Corn: Look, I loved the corn as a child and I still love it today. It’s much closer to canned corn than fresh. The kernels are huge. It’s a little bland. But it is straight up a comfort vegetable.
Cookies: These were not cookies. They were cookie balls. My toddler couldn’t get enough. I managed to sneak one away from him and they were pretty good. Crunchy, sweet, cookie-like. A satisfying end to a meal.
“It’s like all the joys of a carnival in a meal,” boasts the packaging. The reality is a small pile of nearly spherical corn dogs (that might sound like pigs in a blanket but the batter is a corn dog batter rather than biscuit dough), a handful of accordion-style fries, corn (the best part of any carnival), and a pitch black pool that purports to be a brownie.
Corn Dogs: I’m not a corn dog connoisseur so I’m not sure how soft corn dogs are supposed to be. If the answer is “very,” then these puppies did their job. Honestly, they tasted pretty good. The coating was sweet (it also included an ingredient simply called “predust,” which I love), the sausage was salty (and made from turkey, which somehow was reassuring), and they were overall pretty satisfying.
Fries: These were fine. There were probably eight of them. End of review.
Corn: Again, the kernels were huge. Again, they were reminiscent of corn. And, again, I loved them. I could snack on a pile of these microwaved kernels at my desk like they were Goldfish.
Brownie: It tasted like chocolate brushed onto a squishy sponge in the best store-bought cake kind of way. I was really into it. I finished it, if we’re talking truths.
The box features KC doing his best Ryan Seacrest impression with a hint of Guy Fieri. It’s a pretty good start. Popcorn chicken is hard to define beyond small bites of fried chicken, but KC tried; the box described the meal as, “chicken breast with rib meat patty fritters.” These are paired with corn (because no meal is complete without corn), accordion-style fries, and strawberry cake, which ruined the experience for me a bit. The aroma of faux strawberry and chicken that wafted from the microwave just didn’t set an appetizing scene. But I tried not to let that influence me too much.
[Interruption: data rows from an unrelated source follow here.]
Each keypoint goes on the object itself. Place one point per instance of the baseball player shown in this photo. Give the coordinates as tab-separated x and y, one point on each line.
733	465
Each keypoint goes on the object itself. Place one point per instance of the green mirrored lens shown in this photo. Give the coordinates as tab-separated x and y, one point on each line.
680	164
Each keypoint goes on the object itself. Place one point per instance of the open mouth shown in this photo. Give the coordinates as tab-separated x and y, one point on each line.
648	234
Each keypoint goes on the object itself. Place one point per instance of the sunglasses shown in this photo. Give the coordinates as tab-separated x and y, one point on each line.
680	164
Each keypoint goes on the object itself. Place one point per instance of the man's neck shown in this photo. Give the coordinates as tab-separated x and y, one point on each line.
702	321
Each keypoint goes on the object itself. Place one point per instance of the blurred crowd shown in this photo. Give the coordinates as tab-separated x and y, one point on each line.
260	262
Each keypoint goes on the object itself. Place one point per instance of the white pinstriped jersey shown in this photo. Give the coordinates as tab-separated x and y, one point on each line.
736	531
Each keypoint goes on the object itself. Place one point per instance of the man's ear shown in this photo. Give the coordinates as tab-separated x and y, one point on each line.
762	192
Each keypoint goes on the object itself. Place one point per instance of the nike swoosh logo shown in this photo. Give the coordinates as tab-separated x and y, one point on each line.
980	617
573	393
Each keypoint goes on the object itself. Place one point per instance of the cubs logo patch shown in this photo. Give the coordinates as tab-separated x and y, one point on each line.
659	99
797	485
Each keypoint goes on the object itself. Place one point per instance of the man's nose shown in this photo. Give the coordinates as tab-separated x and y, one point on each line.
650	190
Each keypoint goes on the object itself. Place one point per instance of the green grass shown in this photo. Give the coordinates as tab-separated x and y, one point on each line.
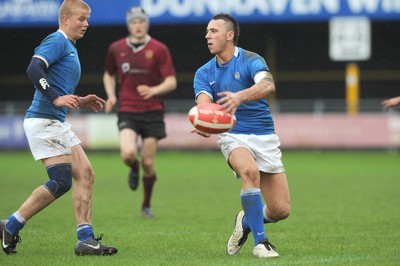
345	211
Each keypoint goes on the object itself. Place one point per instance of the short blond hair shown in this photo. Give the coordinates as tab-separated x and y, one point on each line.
68	7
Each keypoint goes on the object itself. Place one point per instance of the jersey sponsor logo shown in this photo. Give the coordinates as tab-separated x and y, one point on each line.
43	83
149	54
125	67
Popcorn Chicken: These were smaller chicken nuggets, essentially mini, breaded cylinders of chicken. They weren’t crunchy but they had that tasty peppery flavor that keeps you coming back for more.
Fries: Soft, well-seasoned, and pleasantly potato-y. These were microwaved fries and that’s about all you can say about them.
Corn: Let’s give it up for the corn. It’s always there for you and your nutritional needs. It’s the constant throughout your Kid Cuisine journey.
Strawberry Cake: It wasn’t for me. I don’t want to yuck anyone else’s yum. So, I’ll just say that I liked that it was colored with beets. That was a nice touch.
So, does nostalgia triumph? Does it overcome years of a changing palate and growing aversion to microwaveable meals? Yes. I think it does. I genuinely enjoyed most of these meals. I’m not going to eat one for dinner regularly, but I’ll continue to think about the food fondly. And I will never stop defending that good, good corn, even if it is part of some penguin’s diabolical plan.